The other role is that of the image searcher. They would like to have methods to find their desired images as fast as possible and thereby benefit from the semantic technologies used in ImageNotion.

User scenario focusing on image search Bearbeiten

Search of images of all female main actors who played together with Clint Eastwood

Hans would like to create a Wikipedia article about female main actors who played together with Clint Eastwood. To fulfil his goal he have to search for adequate images in the image archive powered by the ImageNotion system.

To do so, Hans does the following tasks to create such an article:

Find the female actors: using the ImageNotion system Hans uses the ImageNotion system to get a list of all female actors who played together with Clint Eastwood and for whom images are available in the archive. Hans writes down the list of names that he can readily use in his article.
Find an image of each of this female actor: As a next step, the Hans finds one image for each of these female actors in the system and store them on the local system to use it for his Wikipedia article
Find an image of each female actor together with Clint Eastwood: Hans would also like to demonstrate in his article that the female actors really appeared together with Clint Eastwood. To do that, he searches for an image for each of these female actors where they appear together with Clint Eastwood.
Find the names of the movies the female actors played together with Clint Eastwood: Hans would also like to include the list of movies of female actors where they played together with Clint Eastwood. To fulfil this goal he searches for the names of the movies where the female actors played together with Clint Eastwood.
Find the categories of the movies: Hans notices that the list of movies is quite long, therefore he would like to group movies based on their categories. Therefore he uses the system to determine the categories of the movies from the previous list, e.g. to determine that “Dirty Harry” is an action movie.
Find images for the movies: Hans would like to link to other Wikipedia pages that describe these movies in greater detail. He notices, that these pages do not contain any movie images. To illustrate the movies, he collects three images for each movie in the image archive and downloads them.
Upload images: Hans has some new images of the movie “Million Dollar Babe” that are not yet in the archive. He uploads these images to the archives, reviews the automatically created annotations, correct them and add some new ones manually, if necessary.
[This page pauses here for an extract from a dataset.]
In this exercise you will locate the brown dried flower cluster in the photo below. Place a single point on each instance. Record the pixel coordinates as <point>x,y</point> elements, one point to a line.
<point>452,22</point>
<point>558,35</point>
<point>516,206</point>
User scenario focusing on image annotation Bearbeiten

Upload and annotate images

In this scenario, another Wikipedia user, Karin, has to integrate an bigger external image archive to Wikimedia Commons, which is powered by the ImageNotion system. Therefore, she should fulfil tasks, which normally done by professional image annotators in an image archive.

These tasks are the following:

Select training images: Karin would like to automatize the process of annotating as much as possible. Do reach this goal she select training data for the system. There are three persons that are completely new for the image archive and are not yet trained. She has to select 15 images of each person.
Train the system: Karin trains the system using the previously selected 45 images for the detection of faces of the three new persons.
Rate the quality of automated processes: After finishing the training process, Karin uploads the remaining images in the archive. The automated annotation process starts automatically for each uploaded image. Karin checks the created annotations and rate the outcoming quality to assess the amount of work that she will have with integrating the whole external archive.
Correct automatic annotations: Karin reviews the automatically created annotations. She corrects the incorrect ones and adds missing annotations.